Thanks to Dua Lipa, adding salt and olive oil to ice cream is trending on TikTok.

Right now, TikTok users are being whipped into a frenzy about ice cream. No, not the ice-cream-and-Fruit-Roll-Ups thing. Not the McFlurry-and-hash-brown thing either. And we're not talking about the Ninja Creami discourse. The latest ice cream trend on TikTok involves topping a scoop of vanilla with two humble pantry items: olive oil and sea salt. But this practice is nothing new.
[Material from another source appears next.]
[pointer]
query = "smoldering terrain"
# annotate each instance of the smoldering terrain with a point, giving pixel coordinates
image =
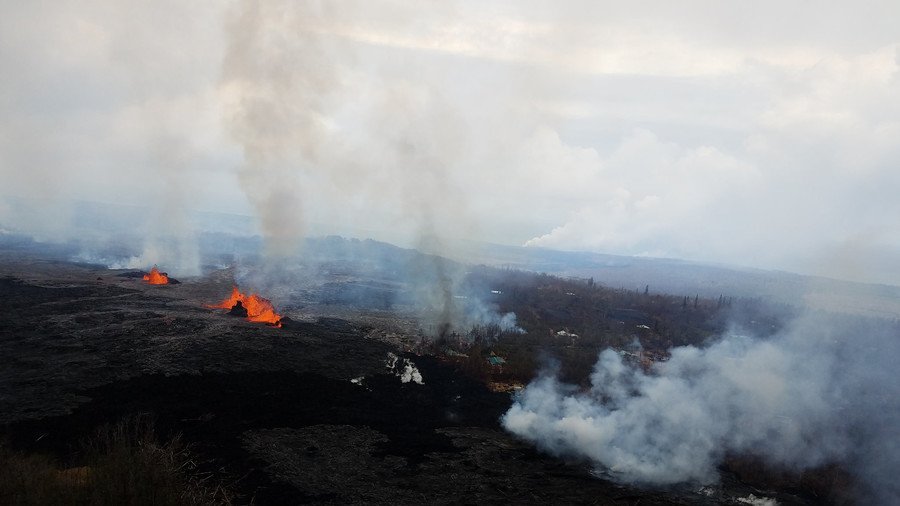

Popular TikTok influencers like have been posting about the combination recently, such as Nara Smith (1.3 million followers), who said, "It's so good. It's so addicting." Meanwhile, user Claudia Sulewski (1 million followers) recommends the snack and ends her video by saying, "You'll thank me later."

Some TikTok users immediately had a negative reaction to this serving suggestion, saying things like "yeah no I'm good" and "NVM my sweet tooth disappeared." While neither of the aforementioned influencers have claimed to have invented the dessert (which could easily turn into a disaster), through their videos, many users are discovering the concept for the first time. We promise, there's nothing repellent about that ice cream topping at all—and it's also been around for a long time.

Olive oil and sea salt on vanilla ice cream is delicious (and traditional)

Drizzling olive oil onto vanilla ice cream and sprinkling flaky sea salt on top might seem like an unusual maneuver, but if you haven't tasted it, well, the influencers are right: It's way better than you're imagining.

This dessert is great for multiple reasons, including texture. When you pour a small stream of olive oil onto ice cream, it grows colder, and as it cools down from room temperature, it thickens up. Trendy olive oil retailer Brightland notes that once olive oil reaches a temperature between 35 to 40 degrees Fahrenheit, it turns into the consistency of soft butter.

Once the thickened olive oil warms up again in your mouth, that signature fruity olive oil flavor blooms across your palate. At the same time, the salt melts with the ice cream, offering little bursts of salinity against the sweet backdrop of vanilla and cream.

The trick is not to add an exorbitant amount of oil; I recommend you use just enough to coat the ice cream. And using flaky sea salt is key—table salt doesn't have that crunchy dramatic texture, plus the flaky salt creates its savory effect in bursts rather than a blanket as smaller grains would.

Olive oil and sea salt on ice cream isn’t new

People have been pairing olive oil and salt with ice cream for a long time now. The practice originated in Italy, from a gelato combo known as gelato con olio e sale. The American public became more aware of it when Big Gay Ice Cream in New York City started serving it from its ice cream truck in 2009.

Pop singer and actress Dua Lipa is a documented fan of the combination. She posted about it on X in 2022, with a photo caption saying "olive oil ice cream for the win."

She also gushed about it in an interview on the Radio 1 Breakfast show in November 2023, telling host Greg James, "So many people that I've showed it to, I've brought to the dark side."

Other ways to eat oil on ice cream

If you've never tried the olive-oil-and-sea-salt thing on ice cream, it's easy enough to accomplish at home, so I encourage you to prepare a bowl; as long as your olive oil is decent, you're good. But there's another unusual pairing involving oil and ice cream that I'm a fan of too.

Try chili crisp (such as Lao Gan Ma brand) on top of ice cream. No need for salt in this case, since the condiment is already salty. The combination of salt, spicy chili, and numbing Sichuan pepper on the backdrop of ice cream really works. This practice isn't new either—food writer J. Kenji López-Alt stands by it, and McDonald's China served it as a novelty for one day only in 2021.

Sorry, TikTok, but you're late to the game as always. For all you olive oil ice cream haters out there, though, feel free to stick to your Hershey's syrup. We cool kids already have our own midnight snack ready to go.